The Big Elephant on College campuses: Sexual Assault


Amberley Taylor

Michelle Mattich, Reporter

Editor’s note: This is the second of a two-part series. See the first story here.

Your friends drag you to this big college party in town where everyone is getting drunk. There’s people stumbling out the door and you get handed a beer. Soon, you’re on the couch enjoying yourself and someone comes and sits next you.

They compliment your appearance and they proceed to wrap their arm around you. You’re surprised and try to wiggle out of their grasp. They proceed to try to kiss you and place their hands on your upper thigh. You tell them to stop, but they are persistent until you manage to push them off and flee the scene.

This is sexual harassment. If it proceeded to go on and you were forced to have sexual intercourse, then it is considered sexual assault.

What defines sexual assault? According to Merriam-Webster’s dictionary, illegal sexual contact that usually involves force upon a person without consent or is inflicted upon a person who is incapable of giving consent (because of age, physical or mental incapacity) or who places the assailant (such as a doctor) in a position of trust or authority.

I understand that it is hard and a traumatic event. But realize it is not your fault no matter the circumstances. You’re the victim and you should not be ashamed”

— Maria Munoz, LARC DVS campus advocate.

We all have heard the news about sexual violence on campus. It actually happens quite frequently but most seem to brush it off like old gossip. According to Rainn, which reports sexual violence statistics, college women between the ages  of 18 and 24 are three times more likely to get raped than non-college women. This doesn’t just apply to women, but men also. They are at the same risk as their female peers.

Still, the question arises: what is considered sexual harassment? It’s pretty simple actually; any touching, comments and or actions that the other person doesn’t feel comfortable with is considered sexual harassment. 

Seward County Community College has access to the LARC DVS, which is the domestic violence, sexual assault and stalking center here in Liberal, Kansas. Campus Advocate, Maria Munoz, explains that most incidents of sexual assault involve alcohol. She also explained that SCCC does a good job of prosecuting sexual assault cases, so victims should try to speak up.

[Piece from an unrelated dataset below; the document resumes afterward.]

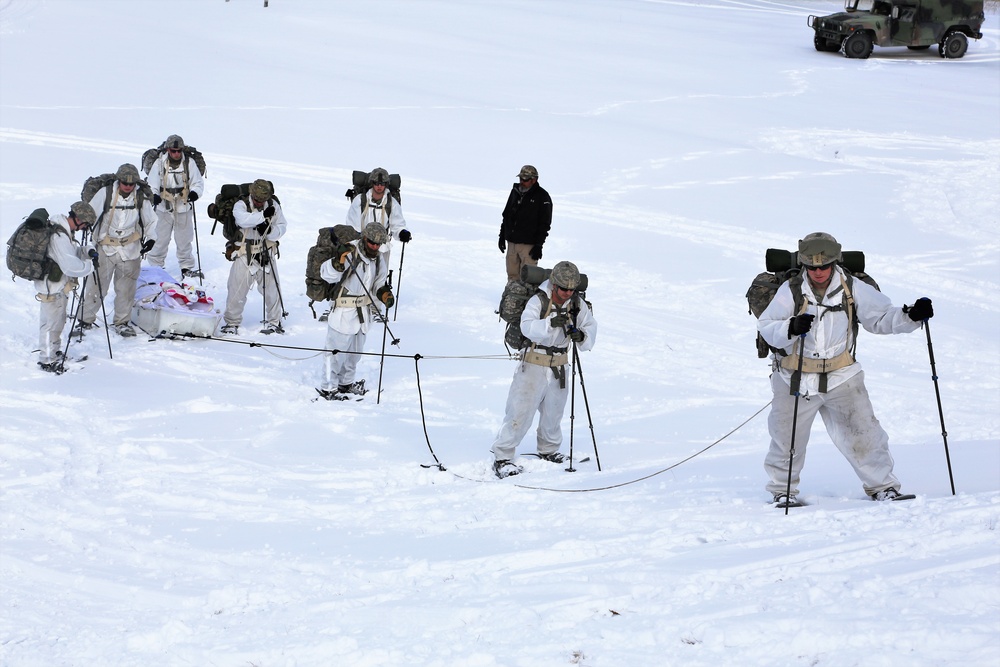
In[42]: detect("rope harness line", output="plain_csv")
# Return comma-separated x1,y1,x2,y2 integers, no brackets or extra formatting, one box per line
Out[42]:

“I understand that it is hard and a traumatic event. But realize it is not your fault no matter the circumstances. You’re the victim and you should not be ashamed,” Munoz said.

LARC provides a variety of services to those who need it like: counseling to start the healing process and help with reporting the incident.

“Seek help with an agency that does not report incidents to seek help. We support you so you can heal,” Munoz said.

Sexual assault, like sexual harassment, isn’t a joke. You should never allow inappropriate actions to take place. Report anything you might see because sexual violence is wrong. If you’re a victim, seek help. There are many sources to help you out and be able to get your life back.

I dedicate this article to all sexual abuse survivors: You are never alone and I believe you.